We all became a part of Australian history on July 1st, 2012, the date that the Carbon Tax was implemented.
The sky didn’t fall, and the economy didn’t grind to a halt, Jesus didn’t come back, although Liberal Party leader Tony Abbott has sworn a ‘pledge in blood’ to repeal the Carbon Tax should he ever hold the reigns of power.
Abbott’s own ‘direct-action carbon reduction scheme’ is, on paper, said to cost double the currently rolling out ‘Clean Energy Plan’, and is so dodgy, no serious economist has offered to touch it with a ten foot pole.
For all the rhetoric on the floors of Parliament, talk-back radio and the reams of bluster online and in print, Australia’s Carbon Tax is modest, perhaps too modest to even warrant such reactions.
Any and all mainstream media outlets in Australia have offered up pieces on how the Carbon Tax will affect people’s lives, from the increase in weekly grocery bills, to higher electricity costs (which haven’t needed an ‘evil’ carbon tax to help drive up prices 50% in the last 3 years), to tax breaks and compensation paid out by the government to effectively cancel out these costs to the average Australian.
Some, they claim, will even be better off by $1 or two a week.
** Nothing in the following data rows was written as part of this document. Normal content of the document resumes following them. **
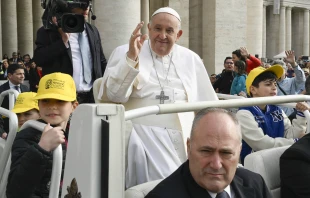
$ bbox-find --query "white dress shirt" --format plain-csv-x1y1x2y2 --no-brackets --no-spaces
9,81,20,93
69,30,93,92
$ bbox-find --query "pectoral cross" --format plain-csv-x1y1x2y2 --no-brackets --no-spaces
156,91,169,104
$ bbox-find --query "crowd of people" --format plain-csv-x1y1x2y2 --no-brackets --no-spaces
1,53,42,92
1,3,310,198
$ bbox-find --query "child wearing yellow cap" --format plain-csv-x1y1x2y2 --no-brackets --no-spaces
7,73,78,197
1,92,40,140
12,92,40,129
236,65,309,164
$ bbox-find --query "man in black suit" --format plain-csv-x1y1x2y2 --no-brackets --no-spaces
280,133,310,198
146,108,271,198
0,64,29,139
33,0,107,104
8,52,21,64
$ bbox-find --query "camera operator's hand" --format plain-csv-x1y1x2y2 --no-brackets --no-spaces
285,50,297,67
52,17,70,45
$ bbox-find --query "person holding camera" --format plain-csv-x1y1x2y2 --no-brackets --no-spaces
33,0,107,104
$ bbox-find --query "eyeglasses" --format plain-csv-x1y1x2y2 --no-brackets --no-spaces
225,62,234,65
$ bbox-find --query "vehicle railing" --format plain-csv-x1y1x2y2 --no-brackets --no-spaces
125,95,310,120
216,93,246,100
0,90,19,181
18,95,310,198
0,109,17,183
0,89,19,110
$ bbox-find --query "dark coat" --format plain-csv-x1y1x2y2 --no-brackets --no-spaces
6,120,67,198
33,23,107,80
8,58,22,64
28,67,41,92
280,133,310,198
146,160,272,198
0,81,29,135
213,70,235,94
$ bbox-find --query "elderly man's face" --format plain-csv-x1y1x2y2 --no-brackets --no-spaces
187,112,241,193
148,13,182,56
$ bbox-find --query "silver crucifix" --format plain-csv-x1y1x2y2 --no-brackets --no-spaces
156,91,169,104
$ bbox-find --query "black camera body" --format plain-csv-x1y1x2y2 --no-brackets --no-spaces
41,0,90,33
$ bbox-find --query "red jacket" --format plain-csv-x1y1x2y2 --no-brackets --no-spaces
246,55,262,73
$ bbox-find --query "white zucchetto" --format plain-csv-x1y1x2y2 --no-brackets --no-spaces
151,7,181,22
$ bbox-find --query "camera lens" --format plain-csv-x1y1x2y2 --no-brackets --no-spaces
61,13,85,33
66,16,78,29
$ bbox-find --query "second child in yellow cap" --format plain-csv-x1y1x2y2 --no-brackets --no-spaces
12,92,40,129
236,65,309,164
7,72,78,197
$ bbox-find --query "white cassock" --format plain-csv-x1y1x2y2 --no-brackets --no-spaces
98,40,218,188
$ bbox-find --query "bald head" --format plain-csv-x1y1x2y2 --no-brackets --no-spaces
187,108,242,192
190,108,242,142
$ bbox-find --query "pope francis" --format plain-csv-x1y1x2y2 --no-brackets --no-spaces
98,7,218,188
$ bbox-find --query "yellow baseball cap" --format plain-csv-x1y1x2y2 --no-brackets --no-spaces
12,92,39,114
34,73,76,101
246,65,284,95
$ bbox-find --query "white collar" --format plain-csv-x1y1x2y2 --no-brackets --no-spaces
8,80,19,87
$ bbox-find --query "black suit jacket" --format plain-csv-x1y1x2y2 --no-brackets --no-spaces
280,133,310,198
33,23,107,81
213,70,235,94
8,58,21,64
146,160,272,198
28,68,41,92
0,81,29,135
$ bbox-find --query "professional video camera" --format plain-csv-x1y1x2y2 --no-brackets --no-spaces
40,0,94,33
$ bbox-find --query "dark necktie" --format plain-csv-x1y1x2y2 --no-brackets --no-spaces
14,85,20,93
216,191,230,198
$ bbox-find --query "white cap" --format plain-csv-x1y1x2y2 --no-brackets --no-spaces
151,7,181,22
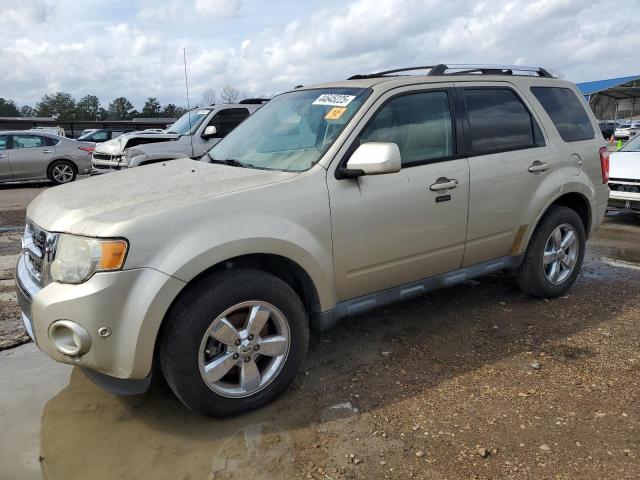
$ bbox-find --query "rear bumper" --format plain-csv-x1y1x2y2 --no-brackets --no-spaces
592,183,610,232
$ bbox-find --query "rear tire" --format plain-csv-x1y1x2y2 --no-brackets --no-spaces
159,269,309,417
517,206,585,298
47,160,77,185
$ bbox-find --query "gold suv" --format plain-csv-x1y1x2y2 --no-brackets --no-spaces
16,64,609,416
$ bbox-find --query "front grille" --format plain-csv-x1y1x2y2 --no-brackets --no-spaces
22,220,56,287
93,153,113,161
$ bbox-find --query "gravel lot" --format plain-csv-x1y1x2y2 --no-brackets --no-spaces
0,181,638,479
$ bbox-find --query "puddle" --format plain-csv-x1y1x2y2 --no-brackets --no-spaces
0,344,358,480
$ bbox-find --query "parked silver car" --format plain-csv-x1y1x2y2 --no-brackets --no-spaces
0,131,94,184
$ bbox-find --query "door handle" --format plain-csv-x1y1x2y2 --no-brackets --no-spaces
430,177,458,191
0,154,5,158
528,161,550,173
42,150,53,154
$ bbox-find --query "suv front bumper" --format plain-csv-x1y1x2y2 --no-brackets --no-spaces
15,254,185,380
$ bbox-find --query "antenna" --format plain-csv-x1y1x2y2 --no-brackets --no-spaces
183,48,194,157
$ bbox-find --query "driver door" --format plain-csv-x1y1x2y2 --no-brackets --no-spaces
328,85,470,301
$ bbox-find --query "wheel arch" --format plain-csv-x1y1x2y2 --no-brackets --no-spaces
47,157,79,173
522,190,592,254
160,253,324,337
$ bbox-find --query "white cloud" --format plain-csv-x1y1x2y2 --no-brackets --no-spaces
0,0,638,109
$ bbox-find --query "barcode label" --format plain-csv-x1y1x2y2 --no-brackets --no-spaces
312,94,356,107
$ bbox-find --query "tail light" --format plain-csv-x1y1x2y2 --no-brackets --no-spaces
599,147,610,183
78,146,95,155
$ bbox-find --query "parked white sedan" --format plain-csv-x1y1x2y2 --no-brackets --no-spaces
608,135,640,213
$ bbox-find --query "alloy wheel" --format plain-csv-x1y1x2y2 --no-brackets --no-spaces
543,223,579,285
198,301,291,398
52,164,74,183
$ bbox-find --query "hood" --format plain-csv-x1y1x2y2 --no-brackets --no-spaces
609,151,640,180
94,132,179,156
27,158,298,236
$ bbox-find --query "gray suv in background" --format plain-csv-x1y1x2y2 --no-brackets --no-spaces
17,64,609,417
0,131,94,184
91,100,266,172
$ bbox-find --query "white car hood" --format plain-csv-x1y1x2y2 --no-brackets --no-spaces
27,158,298,236
94,132,180,155
609,151,640,179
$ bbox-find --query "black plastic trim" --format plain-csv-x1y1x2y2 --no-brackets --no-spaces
82,368,152,396
317,255,523,330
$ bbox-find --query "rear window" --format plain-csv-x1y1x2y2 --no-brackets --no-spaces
462,88,544,155
531,87,594,142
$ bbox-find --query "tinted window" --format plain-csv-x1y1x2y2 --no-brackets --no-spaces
208,108,251,137
90,131,109,141
12,135,44,149
463,89,542,154
531,87,594,142
0,136,6,150
43,136,60,146
360,91,454,166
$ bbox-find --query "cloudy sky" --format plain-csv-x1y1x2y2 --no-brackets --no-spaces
1,0,638,109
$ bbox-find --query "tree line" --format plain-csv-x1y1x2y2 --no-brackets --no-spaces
0,84,244,121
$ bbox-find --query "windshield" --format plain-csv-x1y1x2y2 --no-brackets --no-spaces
620,134,640,152
167,109,211,135
208,88,370,171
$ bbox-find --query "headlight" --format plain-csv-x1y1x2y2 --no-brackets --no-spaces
50,234,128,284
124,148,145,165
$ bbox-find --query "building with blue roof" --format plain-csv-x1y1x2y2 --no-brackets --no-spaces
576,75,640,121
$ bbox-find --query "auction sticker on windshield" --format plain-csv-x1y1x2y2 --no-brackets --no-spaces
313,94,356,107
325,107,347,120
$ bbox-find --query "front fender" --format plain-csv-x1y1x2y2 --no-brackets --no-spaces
132,211,335,311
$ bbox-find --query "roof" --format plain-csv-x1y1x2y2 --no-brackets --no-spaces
0,116,55,122
576,75,640,99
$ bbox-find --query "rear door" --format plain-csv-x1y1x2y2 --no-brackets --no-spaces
7,134,55,180
456,82,561,267
0,135,11,180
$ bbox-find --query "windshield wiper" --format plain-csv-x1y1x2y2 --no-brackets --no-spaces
205,151,253,168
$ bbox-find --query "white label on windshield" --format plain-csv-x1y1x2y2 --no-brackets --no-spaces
196,110,208,115
312,94,356,107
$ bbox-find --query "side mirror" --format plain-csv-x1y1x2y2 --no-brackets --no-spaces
202,125,218,138
343,142,401,178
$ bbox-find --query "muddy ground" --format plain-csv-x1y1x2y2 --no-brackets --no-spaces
0,183,638,479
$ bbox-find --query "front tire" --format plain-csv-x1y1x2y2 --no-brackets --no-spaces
47,160,77,185
159,269,309,417
517,206,586,298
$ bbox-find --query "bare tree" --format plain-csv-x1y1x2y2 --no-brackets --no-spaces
219,85,240,104
201,88,216,106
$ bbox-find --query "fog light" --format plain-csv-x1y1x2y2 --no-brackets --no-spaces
49,320,92,356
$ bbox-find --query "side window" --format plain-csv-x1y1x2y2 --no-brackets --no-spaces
360,91,454,166
0,136,7,150
463,88,544,155
12,135,44,149
208,108,251,138
531,86,595,142
91,131,109,141
43,136,60,146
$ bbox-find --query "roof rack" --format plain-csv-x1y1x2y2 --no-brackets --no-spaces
348,63,554,80
239,98,270,104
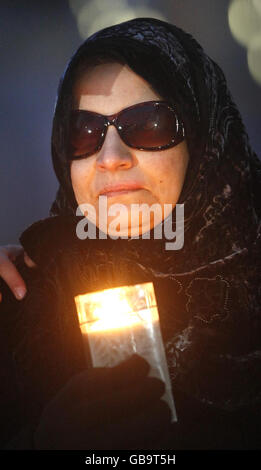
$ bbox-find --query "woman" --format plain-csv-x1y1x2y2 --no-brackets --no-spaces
0,17,261,450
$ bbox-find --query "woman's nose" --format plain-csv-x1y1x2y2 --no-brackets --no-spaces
95,126,135,171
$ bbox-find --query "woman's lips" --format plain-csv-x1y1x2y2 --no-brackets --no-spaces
99,183,144,197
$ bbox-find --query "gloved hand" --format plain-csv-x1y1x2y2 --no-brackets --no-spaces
33,354,173,450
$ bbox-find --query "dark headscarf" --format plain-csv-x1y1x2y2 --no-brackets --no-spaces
48,18,261,411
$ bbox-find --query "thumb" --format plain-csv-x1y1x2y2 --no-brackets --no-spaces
0,252,27,301
90,354,151,393
24,252,36,268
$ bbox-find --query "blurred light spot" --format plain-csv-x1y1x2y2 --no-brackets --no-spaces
74,0,167,39
68,0,89,16
228,0,261,85
248,33,261,84
228,0,261,47
253,0,261,16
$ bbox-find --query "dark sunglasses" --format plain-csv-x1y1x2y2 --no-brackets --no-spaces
68,100,185,159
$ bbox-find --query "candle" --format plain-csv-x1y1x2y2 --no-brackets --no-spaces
75,282,177,422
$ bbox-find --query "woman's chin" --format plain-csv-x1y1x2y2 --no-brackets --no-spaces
104,219,157,238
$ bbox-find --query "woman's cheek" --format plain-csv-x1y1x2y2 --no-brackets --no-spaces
70,160,93,205
140,155,187,207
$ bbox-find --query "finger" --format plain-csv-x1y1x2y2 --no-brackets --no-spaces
24,252,36,268
102,376,166,421
0,255,27,300
51,355,150,406
106,354,150,386
2,244,24,262
73,376,166,428
87,355,151,394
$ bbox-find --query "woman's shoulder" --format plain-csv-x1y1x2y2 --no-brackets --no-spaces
0,216,79,328
19,215,79,267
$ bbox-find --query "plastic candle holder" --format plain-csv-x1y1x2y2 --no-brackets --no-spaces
75,282,177,422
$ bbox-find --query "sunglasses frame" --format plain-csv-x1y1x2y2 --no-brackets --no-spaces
69,100,185,159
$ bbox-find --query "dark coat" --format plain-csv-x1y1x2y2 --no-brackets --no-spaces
0,215,260,450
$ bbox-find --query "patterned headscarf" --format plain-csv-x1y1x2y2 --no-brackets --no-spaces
49,18,261,411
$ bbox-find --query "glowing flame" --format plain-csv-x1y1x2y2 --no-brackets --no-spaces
75,282,158,332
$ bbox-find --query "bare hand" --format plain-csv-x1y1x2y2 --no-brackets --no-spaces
0,245,36,301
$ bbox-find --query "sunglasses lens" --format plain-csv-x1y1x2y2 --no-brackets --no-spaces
68,102,183,159
69,111,105,157
119,102,179,149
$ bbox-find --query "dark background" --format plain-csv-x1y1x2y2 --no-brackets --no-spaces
1,0,260,244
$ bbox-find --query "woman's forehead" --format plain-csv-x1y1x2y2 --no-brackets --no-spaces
72,62,162,114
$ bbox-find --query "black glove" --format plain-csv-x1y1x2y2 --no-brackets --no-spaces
33,354,173,450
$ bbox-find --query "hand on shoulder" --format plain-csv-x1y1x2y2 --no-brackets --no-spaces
0,244,36,302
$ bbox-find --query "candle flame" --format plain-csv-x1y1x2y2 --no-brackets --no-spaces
75,282,158,332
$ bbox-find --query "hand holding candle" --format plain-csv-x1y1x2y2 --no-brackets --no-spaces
75,282,177,423
33,355,173,449
32,283,176,450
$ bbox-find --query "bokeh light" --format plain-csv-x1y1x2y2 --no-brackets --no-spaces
248,32,261,84
228,0,261,47
228,0,261,85
253,0,261,16
69,0,167,39
68,0,88,16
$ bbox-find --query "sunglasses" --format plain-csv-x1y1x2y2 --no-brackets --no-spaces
68,100,185,159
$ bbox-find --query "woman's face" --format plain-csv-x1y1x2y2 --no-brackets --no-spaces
71,62,189,236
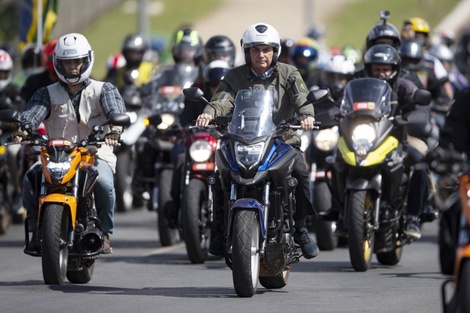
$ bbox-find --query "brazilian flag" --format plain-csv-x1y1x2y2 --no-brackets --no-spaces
19,0,59,50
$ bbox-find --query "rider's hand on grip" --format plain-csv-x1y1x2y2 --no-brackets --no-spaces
10,130,27,143
104,130,121,146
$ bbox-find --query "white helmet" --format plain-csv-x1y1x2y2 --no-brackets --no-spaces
322,55,355,100
0,49,13,91
241,23,281,66
54,33,94,85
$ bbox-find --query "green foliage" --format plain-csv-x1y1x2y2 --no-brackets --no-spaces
82,0,222,79
324,0,461,50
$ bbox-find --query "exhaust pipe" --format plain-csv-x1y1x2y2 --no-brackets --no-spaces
80,227,103,253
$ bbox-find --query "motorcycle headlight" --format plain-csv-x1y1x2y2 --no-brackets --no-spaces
235,141,265,170
189,140,212,162
46,160,71,182
314,127,339,152
157,113,175,129
351,124,376,156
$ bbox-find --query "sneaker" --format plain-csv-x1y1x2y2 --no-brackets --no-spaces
294,227,320,259
208,232,224,256
102,233,113,254
405,216,421,240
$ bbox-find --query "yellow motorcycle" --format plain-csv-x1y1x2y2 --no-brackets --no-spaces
331,77,430,271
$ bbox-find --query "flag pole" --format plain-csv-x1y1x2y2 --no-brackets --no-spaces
37,0,43,47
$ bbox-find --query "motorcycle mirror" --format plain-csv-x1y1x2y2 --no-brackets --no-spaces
414,89,432,106
183,87,211,105
108,113,131,127
123,70,138,85
307,89,330,103
183,87,204,99
0,109,20,123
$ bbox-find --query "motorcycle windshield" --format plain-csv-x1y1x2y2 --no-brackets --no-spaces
340,78,392,118
228,89,276,142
A small amount it seems, but a dollar more is a dollar more.
With the seemingly small impact on every day Australians, and the non-stop talk about the Carbon Tax in the media, The Labour Government has also backed itself into an ideological corner.
One of the keenest arguments set forth by Climate Change Deniers, is that the tax does too little. Returning our carbon emissions to year 2000 levels by 2020, while the rest of the world does nothing makes the tax itself seem pointless. At the same time this point of view gives ammunition to a small but vocal minority, and makes the rest barely feel a pinch in their lives, all the while they are being told they are helping to save the planet. This runs the danger of increasing public complacency and adding fuel to the ‘Denier’ fire.
But Australia is not the only country in the world implementing a carbon price, something a lot of the local media tends to leave out.
Chief Climate Change Commissioner Tim Flannery recently told the Australian Associated Press that the Australian public had been ‘misled’ about the carbon tax, in that we were acting alone.
According to the just released ‘The Critical Decade: International Action On Climate Change’, 33 countries will have a carbon tax by the middle of next year, with a view to be moving towards a carbon trading scheme, much like Australia.
From the report:
“These schemes could be expected to cover around 850 million people, around 30% of the global economy and around 20% of global emissions.”
And though our Carbon tax may seem modest at the moment, it is the first building block towards a less carbon dependent economy, one which even the big boys (Shell, BHP Billiton, Caltex), are excited to come and play in.
But that doesn’t mean we can sit back and watch the world change around us. Try some steps to reduce ecological foot print; buy local, plant a garden, try to be less reliant on technology, walk, ride a bike, get involved with your community and encourage others to do so.